3. The cable stress testing fixture of claim 1, wherein: Two limiting rings (14) are fixedly sleeved on the outer circumferential surface of the lead screw (3). The two limiting rings (14) are respectively set on both sides of the first bracket (2). The side of the limiting ring (14) closest to the first bracket (2) is in contact with the first bracket (2).
4. The cable stress testing fixture of claim 1, wherein: The first bracket (2) has two limiting holes (15) inside, and the outer surface of the positioning plate (5) is slidably connected to the first bracket (2) through the limiting holes (15).
5. The cable stress testing fixture of claim 1, wherein: Each of the positioning plates (5) has an anti-slip pad (16) fixedly connected to its outer surface. The anti-slip pad (16) is made of rubber.
6. The cable stress testing fixture of claim 1, wherein: Two guide blocks (17) are fixedly connected to the outer surface of the pressure plate (9), and two guide holes (18) are opened inside the second bracket (6).
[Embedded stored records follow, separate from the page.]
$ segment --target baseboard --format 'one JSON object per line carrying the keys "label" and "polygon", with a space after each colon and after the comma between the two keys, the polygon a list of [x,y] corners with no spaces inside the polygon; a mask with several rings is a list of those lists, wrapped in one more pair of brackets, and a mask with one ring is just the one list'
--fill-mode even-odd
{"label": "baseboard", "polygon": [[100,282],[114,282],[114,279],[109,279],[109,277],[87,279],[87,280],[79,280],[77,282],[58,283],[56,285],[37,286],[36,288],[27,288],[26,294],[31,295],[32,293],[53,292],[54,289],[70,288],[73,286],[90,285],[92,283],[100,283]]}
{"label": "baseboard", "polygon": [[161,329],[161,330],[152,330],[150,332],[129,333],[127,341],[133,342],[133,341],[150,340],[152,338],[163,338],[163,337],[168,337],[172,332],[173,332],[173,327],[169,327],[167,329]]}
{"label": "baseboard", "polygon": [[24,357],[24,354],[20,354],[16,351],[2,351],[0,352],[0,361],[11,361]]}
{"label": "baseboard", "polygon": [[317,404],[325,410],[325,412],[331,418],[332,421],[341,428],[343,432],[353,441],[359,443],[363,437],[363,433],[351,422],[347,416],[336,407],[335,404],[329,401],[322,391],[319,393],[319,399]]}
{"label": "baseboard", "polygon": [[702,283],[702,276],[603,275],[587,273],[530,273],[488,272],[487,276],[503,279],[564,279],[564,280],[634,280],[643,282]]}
The guide blocks (17) are slidably connected to the second bracket (6) through the guide holes (18).
7. The cable stress testing fixture of claim 1, wherein: One side of the base (10) is fixedly connected to an equally spaced lighting lamp (19), which is symmetrically arranged on both sides of the high-definition camera (11).
8. The cable stress testing fixture of claim 1, wherein: Two mounting plates (20) are fixedly connected to the outer surface of the base plate (1), and the mounting plates (20) have equidistantly arranged positioning holes inside.